Я уже понимала, какое важное место в книге занимает кузница. Кузница — это родное: она кует очертания жизни. Очертания моей жизни ковали тропинки в зарослях, горы, что высились над нами, море, которое порой от нас уходило, и густой запах крови, стоявший у меня в ноздрях с того дня, когда я увидела Черныша со вспоротым брюхом. Палящее солнце. Съедобные плоды, рыба, орехи. Ночные звуки. Зловоние выгребных ям. И высокие деревья, которым, похоже, иногда хотелось от нас уйти вслед за морем. И джунгли, не позволявшие забыть, как мы ничтожны в сравнении с гигантскими деревьями, которые жадно тянулись кронами к солнечному свету. И смех женщин, полоскавших белье в ручье. Их шутки и подтрунивание над девушками, застуканными за тайной стиркой подкладной ветоши. И страх, и потери.

После уроков я невольно задумалась, как живется моему отцу и что с ним сталось. Можно ли считать его джентльменом и, если да, не позабыл ли он, что его таким сделало. Помнит ли меня, вспоминает ли хоть изредка маму. Ворочается ли ночью без сна, как мама, думая о нашей семье.

Я смотрела, как мама стирает наши вещи в горном ручье. Она выбивала грязь на гладком валуне, потом выполаскивала измученное полотно, встряхивала и пускала по течению.

Держалась я поодаль. Как могла, наказывала ее за то, что она надерзила мистеру Уоттсу. А потом я придумала другой способ ей досадить. Сверля глазами ее затылок, спросила, скучает ли она по отцу. Я ожидала, что она полоснет меня через плечо сердитым взглядом. Но нет. Просто ее руки заработали еще быстрее. И плечи.

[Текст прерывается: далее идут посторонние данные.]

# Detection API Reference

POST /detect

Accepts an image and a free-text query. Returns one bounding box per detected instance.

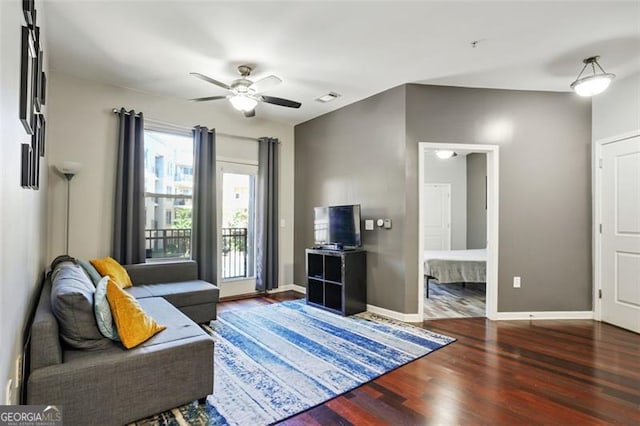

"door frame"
[418,142,500,321]
[591,129,640,321]
[421,182,451,250]
[216,159,258,297]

— Почему ты спрашиваешь, дочка?

Я пожала плечами, но она, конечно же, этого не видела. Между нами опять готово было повиснуть молчание.

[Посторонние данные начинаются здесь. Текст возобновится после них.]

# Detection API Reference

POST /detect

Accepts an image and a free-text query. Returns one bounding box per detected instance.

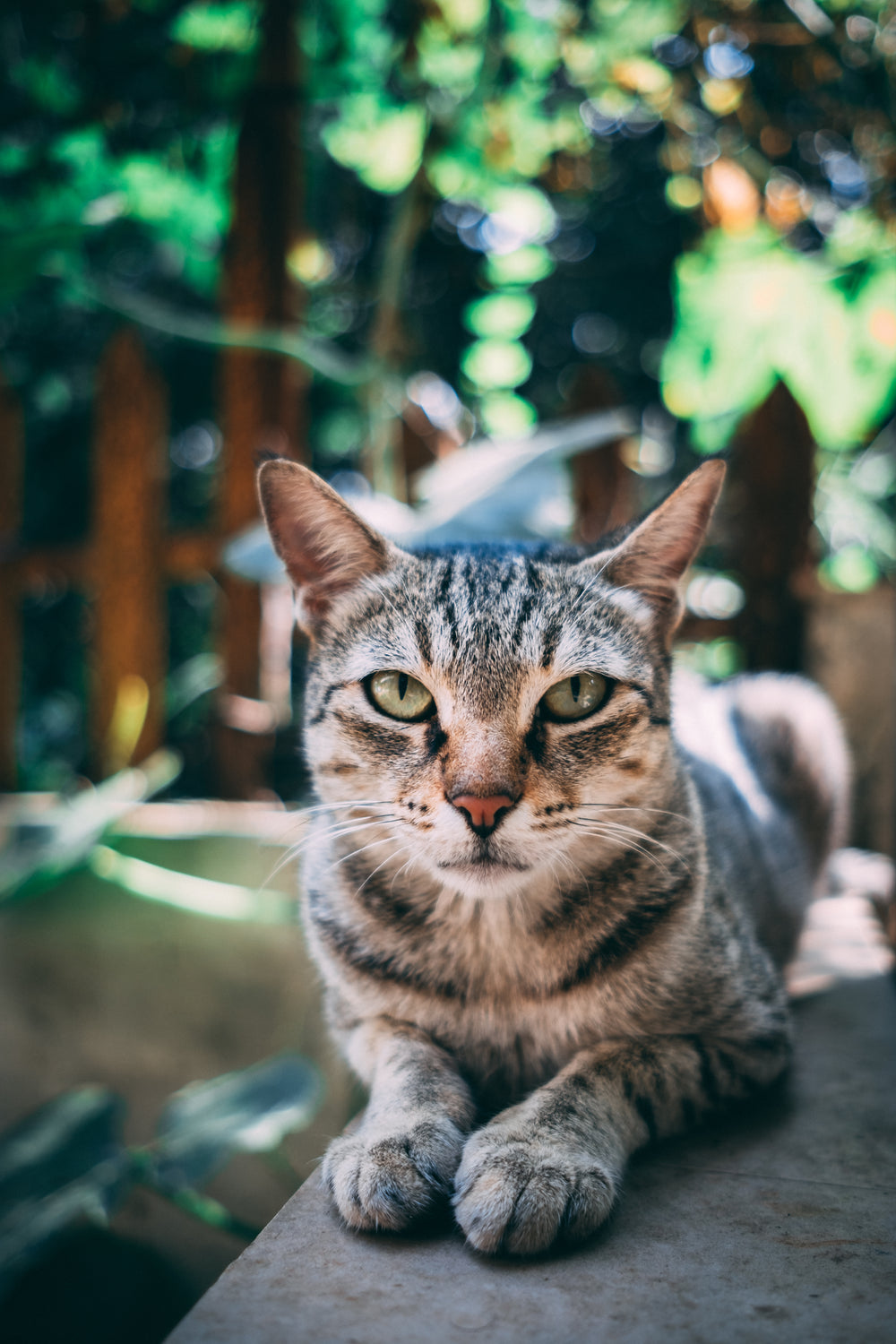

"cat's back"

— Иногда, — продолжила она. — Иногда подниму глаза и вижу джунгли, а в них — твоего отца, Матильда. И он шагает ко мне.

— А ко мне?

Уронив белье, мама обернулась.

— И к тебе. Да. Твой отец шагает навстречу нам обеим. А потом приходят воспоминания.

— Какие?

— Да всякие, — ответила она. — Ненужные. Но коли ты спросила, вспоминается мне то время, когда отец еще работал на руднике и угодил под суд за нарушение общественного порядка.

Я впервые услышала такие подробности, но мамин тон говорил, что это не столь уж большой грех — всяко лучше, чем забыть привезти ей подарок из Аравы. Что под суд угодить, что подарок забыть. Мама хотела, чтобы я думала только так и не иначе. Чтобы верила ей. Но я не поверила. Лучше бы она промолчала. Но этим дело не кончилось.

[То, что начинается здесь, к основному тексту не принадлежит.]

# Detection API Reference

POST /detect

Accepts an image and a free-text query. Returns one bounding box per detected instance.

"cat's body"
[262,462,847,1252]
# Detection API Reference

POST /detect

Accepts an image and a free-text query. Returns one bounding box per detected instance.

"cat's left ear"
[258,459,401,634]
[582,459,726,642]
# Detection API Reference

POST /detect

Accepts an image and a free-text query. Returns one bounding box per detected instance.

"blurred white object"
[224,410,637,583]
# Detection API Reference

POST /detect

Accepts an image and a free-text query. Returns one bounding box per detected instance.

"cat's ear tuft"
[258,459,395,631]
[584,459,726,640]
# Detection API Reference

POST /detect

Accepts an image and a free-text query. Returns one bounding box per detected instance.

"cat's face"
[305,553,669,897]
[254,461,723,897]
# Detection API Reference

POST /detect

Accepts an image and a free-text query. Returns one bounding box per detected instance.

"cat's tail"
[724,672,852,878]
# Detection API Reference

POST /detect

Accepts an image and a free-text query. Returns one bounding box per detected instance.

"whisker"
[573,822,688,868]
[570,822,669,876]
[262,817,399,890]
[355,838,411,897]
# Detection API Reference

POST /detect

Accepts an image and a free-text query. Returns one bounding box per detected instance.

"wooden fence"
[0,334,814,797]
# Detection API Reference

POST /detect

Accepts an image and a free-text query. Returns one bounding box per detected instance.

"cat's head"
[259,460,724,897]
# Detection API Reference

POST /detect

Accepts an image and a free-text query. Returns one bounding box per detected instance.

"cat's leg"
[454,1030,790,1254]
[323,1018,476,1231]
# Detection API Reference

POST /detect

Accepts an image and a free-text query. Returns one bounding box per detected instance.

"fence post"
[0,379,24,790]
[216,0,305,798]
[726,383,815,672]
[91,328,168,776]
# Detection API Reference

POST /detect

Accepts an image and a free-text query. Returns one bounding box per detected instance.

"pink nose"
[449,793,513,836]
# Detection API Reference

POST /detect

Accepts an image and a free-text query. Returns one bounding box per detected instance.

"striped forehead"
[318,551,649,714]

— Помню, какое у него лицо было: виноватое, от стыда горело, — продолжила мама. — Будто он Бога молил: прости меня, Господи. Смилуйся. Помню, тогда в суде глянула я в окно и вижу: самолет взмывает, за ним белая полоска тянется — и тут с пальмы кокос падает, прямо за окном. Я даже растерялась — куда смотреть-то: один вверх летит, другой вниз.

Вскочив с колен, мама повернулась ко мне:

— Раз уж ты завела этот разговор, Матильда. Я и сама не понимала: на дурного человека гляжу или на того, кто меня любит.

Я услышала больше, чем хотела. Это был взрослый разговор. А поскольку мама не сводила с меня испытующего взгляда, я поняла, что она читает мои мысли.

— Я и по морским конькам скучаю, — сказала она чуть веселее. — Ни у кого нет во взгляде такой мудрости, как у морского конька. Это чистая правда. Я ее открыла в твоем возрасте, даже раньше. А рыбы-попугаи, как я поняла, тоже непросты. Они сотнями на тебя глядят и припоминают, какой ты была вчера и какой — третьего дня.

— Неправда. — Я даже засмеялась.

— Ну почему же, — сказала она. — Чистая правда.

Мама задержала дыхание, я тоже, и она расхохоталась первой.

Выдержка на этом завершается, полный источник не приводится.